The sample at 06:59:50 is considered good. However, on the packet capture you can see that the second, middle probe’s reply packet is lost. (The default packet spacing is two seconds, plus three seconds waiting for the reply packet, that accounts from the packet spacing of 5 seconds to the next probe. 06:59:50.072415 - 06:59:45.069648 = 5 seconds + 0.03 sec processing time)

The score of the NTP server 111.198.57.33 is 20 from the monitor frlys1-355n9ds in the beta system, when it shouldn’t be.
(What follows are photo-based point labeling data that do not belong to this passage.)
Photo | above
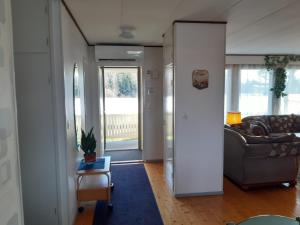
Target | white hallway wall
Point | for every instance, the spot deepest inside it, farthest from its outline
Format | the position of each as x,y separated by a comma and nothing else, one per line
75,50
199,113
10,191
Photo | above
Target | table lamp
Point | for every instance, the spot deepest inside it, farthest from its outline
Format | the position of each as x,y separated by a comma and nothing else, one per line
233,118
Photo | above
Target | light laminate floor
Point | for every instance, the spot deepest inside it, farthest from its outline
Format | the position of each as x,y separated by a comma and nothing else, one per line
234,205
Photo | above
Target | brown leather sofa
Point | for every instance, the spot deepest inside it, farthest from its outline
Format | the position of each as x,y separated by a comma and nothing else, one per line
267,155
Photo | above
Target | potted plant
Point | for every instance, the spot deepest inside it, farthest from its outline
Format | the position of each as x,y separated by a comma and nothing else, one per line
88,146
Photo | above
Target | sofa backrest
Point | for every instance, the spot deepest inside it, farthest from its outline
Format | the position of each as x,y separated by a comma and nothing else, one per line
278,123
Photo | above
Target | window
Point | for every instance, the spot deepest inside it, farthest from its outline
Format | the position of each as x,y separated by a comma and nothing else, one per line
247,89
291,103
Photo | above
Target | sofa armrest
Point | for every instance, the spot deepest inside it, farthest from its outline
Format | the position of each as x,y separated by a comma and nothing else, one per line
234,153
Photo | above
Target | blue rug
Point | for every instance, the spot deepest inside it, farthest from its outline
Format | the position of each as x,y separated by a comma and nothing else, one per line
132,198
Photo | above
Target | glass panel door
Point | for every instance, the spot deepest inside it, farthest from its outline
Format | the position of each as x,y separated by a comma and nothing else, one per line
121,108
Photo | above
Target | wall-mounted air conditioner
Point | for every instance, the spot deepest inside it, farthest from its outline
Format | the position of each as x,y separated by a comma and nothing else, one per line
119,53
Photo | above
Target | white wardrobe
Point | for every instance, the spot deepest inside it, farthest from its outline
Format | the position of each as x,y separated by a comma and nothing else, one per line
193,118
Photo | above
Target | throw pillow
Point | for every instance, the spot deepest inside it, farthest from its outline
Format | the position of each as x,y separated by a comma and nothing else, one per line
264,126
258,130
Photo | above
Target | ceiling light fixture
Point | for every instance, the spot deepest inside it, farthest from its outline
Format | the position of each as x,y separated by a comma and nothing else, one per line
126,32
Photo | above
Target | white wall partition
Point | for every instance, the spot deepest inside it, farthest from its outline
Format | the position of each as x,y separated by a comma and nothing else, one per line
198,141
36,117
10,191
75,50
152,99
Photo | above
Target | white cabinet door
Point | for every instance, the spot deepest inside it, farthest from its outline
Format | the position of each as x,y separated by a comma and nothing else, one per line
36,136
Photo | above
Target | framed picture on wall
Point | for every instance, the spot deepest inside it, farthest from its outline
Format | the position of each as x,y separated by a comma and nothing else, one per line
200,79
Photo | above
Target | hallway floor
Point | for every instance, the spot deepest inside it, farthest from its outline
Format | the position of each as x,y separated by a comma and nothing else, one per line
234,205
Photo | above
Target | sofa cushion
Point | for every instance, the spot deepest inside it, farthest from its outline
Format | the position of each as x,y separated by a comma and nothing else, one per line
242,128
258,130
266,129
296,126
273,138
259,120
281,123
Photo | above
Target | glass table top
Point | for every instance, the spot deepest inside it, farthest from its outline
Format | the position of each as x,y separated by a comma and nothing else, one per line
268,220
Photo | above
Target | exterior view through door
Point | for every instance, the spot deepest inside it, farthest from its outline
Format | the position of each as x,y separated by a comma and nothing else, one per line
121,113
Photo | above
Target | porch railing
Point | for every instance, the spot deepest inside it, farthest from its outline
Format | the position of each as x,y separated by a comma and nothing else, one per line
122,127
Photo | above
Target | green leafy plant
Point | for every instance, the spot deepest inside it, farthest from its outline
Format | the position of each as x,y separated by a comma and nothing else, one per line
88,142
278,65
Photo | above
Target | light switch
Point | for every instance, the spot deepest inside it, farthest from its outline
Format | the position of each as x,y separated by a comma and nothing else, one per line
2,11
5,173
14,220
3,148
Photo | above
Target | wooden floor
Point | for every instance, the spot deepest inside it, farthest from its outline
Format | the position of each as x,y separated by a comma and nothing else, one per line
234,205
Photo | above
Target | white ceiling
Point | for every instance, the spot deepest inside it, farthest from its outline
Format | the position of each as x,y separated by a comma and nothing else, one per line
254,26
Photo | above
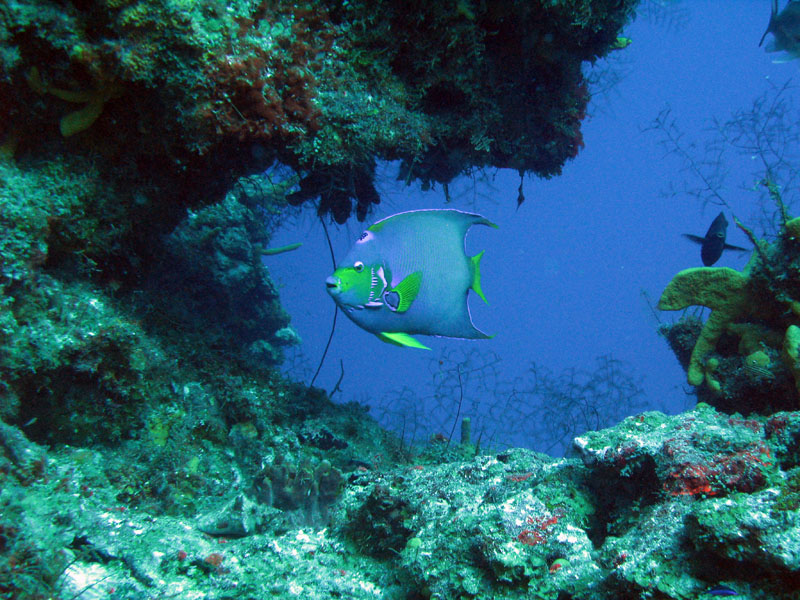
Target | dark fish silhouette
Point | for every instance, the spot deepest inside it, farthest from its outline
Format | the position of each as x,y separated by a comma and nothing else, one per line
721,590
785,29
713,244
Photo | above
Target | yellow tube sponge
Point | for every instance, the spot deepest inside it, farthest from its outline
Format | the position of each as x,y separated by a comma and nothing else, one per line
724,291
93,101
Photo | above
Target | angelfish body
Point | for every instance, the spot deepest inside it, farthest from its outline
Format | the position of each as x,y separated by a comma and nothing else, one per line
409,274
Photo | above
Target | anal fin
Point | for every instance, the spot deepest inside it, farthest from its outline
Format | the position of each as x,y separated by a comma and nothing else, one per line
401,339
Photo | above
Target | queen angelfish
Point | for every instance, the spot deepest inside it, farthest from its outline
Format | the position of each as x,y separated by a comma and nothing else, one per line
410,274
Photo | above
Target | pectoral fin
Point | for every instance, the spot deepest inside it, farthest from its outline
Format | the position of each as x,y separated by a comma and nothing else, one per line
475,262
401,339
407,290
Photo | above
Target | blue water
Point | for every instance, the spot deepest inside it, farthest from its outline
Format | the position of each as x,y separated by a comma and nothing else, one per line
567,273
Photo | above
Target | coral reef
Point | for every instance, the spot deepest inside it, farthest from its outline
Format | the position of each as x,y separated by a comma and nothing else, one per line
746,356
196,94
658,506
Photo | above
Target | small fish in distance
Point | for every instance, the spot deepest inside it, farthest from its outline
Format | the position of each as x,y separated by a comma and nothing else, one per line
409,274
713,244
785,29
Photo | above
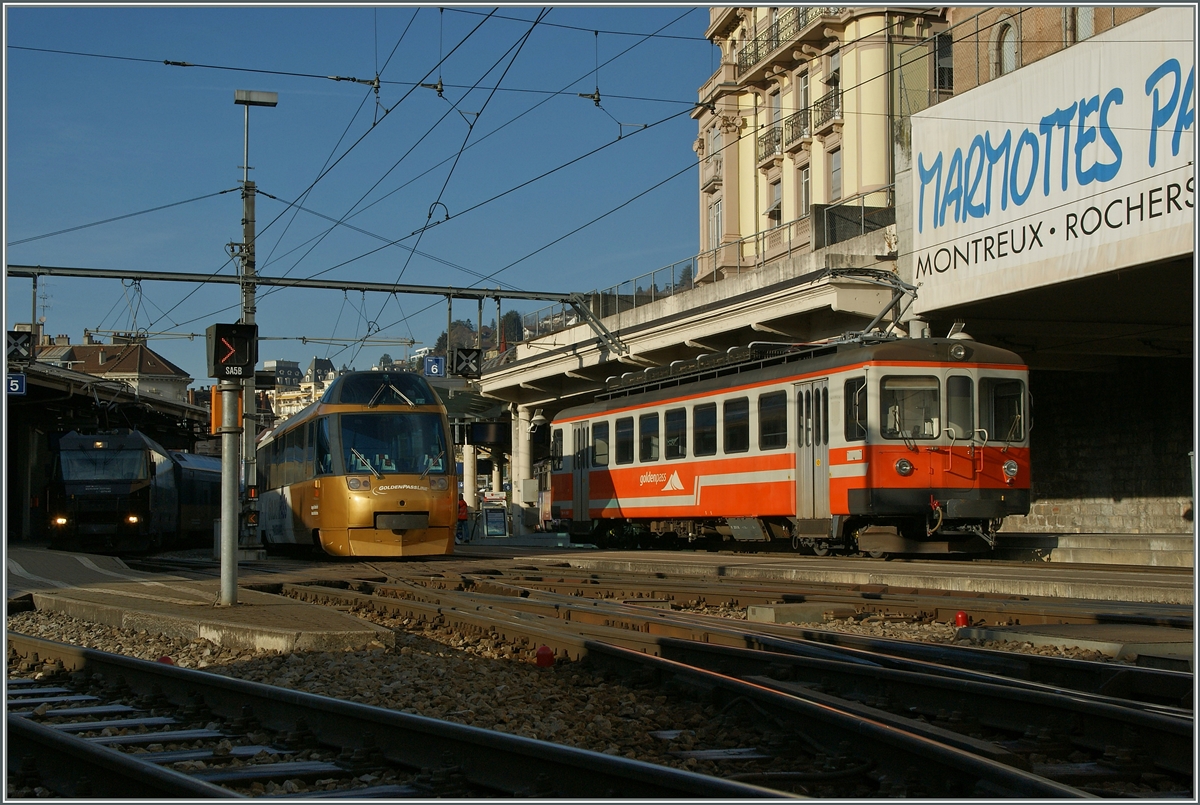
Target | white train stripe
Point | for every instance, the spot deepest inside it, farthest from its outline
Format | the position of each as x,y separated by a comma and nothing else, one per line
701,481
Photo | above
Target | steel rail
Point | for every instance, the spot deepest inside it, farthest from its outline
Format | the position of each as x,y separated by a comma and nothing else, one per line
1151,686
1013,707
489,758
942,770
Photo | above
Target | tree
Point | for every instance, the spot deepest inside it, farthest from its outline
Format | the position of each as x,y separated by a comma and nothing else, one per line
511,329
462,334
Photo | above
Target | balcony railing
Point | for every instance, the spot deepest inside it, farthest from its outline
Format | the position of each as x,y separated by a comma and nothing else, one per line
781,31
798,126
771,143
827,109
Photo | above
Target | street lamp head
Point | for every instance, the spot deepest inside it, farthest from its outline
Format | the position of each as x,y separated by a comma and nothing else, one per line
256,98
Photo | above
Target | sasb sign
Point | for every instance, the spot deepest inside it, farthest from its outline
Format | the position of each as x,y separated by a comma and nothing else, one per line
435,367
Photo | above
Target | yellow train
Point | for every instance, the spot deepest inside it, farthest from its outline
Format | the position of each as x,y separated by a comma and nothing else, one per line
367,470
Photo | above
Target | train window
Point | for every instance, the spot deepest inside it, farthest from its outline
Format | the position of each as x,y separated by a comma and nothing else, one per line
705,428
600,444
556,449
625,440
825,416
856,409
773,420
324,455
910,407
737,425
648,437
292,456
1002,408
394,443
676,424
960,407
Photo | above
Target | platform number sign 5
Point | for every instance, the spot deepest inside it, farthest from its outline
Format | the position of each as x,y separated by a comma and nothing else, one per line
435,367
233,350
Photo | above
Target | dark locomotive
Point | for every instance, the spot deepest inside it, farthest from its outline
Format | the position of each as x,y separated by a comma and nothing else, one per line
120,491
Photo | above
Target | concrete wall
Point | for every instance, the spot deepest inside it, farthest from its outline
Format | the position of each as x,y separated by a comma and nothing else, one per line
1110,451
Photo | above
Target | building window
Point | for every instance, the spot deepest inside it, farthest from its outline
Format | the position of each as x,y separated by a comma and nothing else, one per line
1005,53
835,175
737,425
714,223
805,191
705,428
648,440
676,422
1080,24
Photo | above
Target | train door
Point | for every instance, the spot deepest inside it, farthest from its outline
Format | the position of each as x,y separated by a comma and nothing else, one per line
580,464
813,450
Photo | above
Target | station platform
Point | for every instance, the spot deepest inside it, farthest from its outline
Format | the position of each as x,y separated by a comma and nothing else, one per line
102,589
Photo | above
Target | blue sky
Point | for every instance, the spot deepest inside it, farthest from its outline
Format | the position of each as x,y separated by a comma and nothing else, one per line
99,127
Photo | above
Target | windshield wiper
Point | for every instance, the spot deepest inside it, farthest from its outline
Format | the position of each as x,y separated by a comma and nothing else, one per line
401,395
364,460
375,398
436,460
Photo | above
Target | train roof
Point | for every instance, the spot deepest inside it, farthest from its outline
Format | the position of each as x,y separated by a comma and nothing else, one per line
765,361
195,461
381,389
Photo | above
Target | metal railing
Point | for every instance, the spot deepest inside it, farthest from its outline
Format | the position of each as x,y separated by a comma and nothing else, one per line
798,126
771,143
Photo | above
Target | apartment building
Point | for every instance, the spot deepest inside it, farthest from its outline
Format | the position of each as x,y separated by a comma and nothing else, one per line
796,128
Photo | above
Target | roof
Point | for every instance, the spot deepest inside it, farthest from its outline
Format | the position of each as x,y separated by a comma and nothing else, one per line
114,360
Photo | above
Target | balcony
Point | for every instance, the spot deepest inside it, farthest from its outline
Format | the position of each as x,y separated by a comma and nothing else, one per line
827,113
798,131
711,174
771,144
785,30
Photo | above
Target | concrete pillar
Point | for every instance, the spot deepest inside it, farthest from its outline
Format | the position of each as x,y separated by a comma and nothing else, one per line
521,450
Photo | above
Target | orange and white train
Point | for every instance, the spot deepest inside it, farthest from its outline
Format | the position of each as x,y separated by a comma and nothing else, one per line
875,445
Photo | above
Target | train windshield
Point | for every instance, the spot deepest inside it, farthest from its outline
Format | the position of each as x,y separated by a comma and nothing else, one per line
910,407
394,443
103,466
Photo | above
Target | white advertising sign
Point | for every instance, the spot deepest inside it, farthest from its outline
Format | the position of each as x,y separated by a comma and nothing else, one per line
1074,166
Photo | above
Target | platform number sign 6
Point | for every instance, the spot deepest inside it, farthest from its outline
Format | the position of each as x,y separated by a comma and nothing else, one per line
435,367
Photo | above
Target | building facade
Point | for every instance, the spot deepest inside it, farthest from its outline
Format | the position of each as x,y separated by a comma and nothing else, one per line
795,138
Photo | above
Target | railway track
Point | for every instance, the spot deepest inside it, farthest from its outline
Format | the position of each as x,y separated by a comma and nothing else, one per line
108,726
1077,738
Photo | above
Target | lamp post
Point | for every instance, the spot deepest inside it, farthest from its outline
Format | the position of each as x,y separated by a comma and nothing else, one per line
250,502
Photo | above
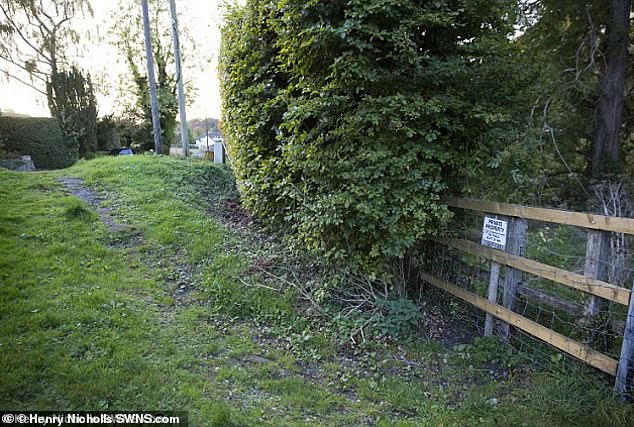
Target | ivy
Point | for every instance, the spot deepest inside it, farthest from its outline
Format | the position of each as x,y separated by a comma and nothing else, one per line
347,120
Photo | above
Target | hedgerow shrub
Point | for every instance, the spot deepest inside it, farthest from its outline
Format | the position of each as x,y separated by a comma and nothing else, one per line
41,138
346,120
I suggest the following change in the monitoring code: make the number of probes a run-time configurable parameter. The code should run properly when this parameter is equal to three (as today) and run properly as well when this parameter is equal to one.

Then, as next step for the production deployment monitors use parameter value 3 (not affecting the production), and for the beta monitors use parameter value 1 (gain experience in the beta/test environment).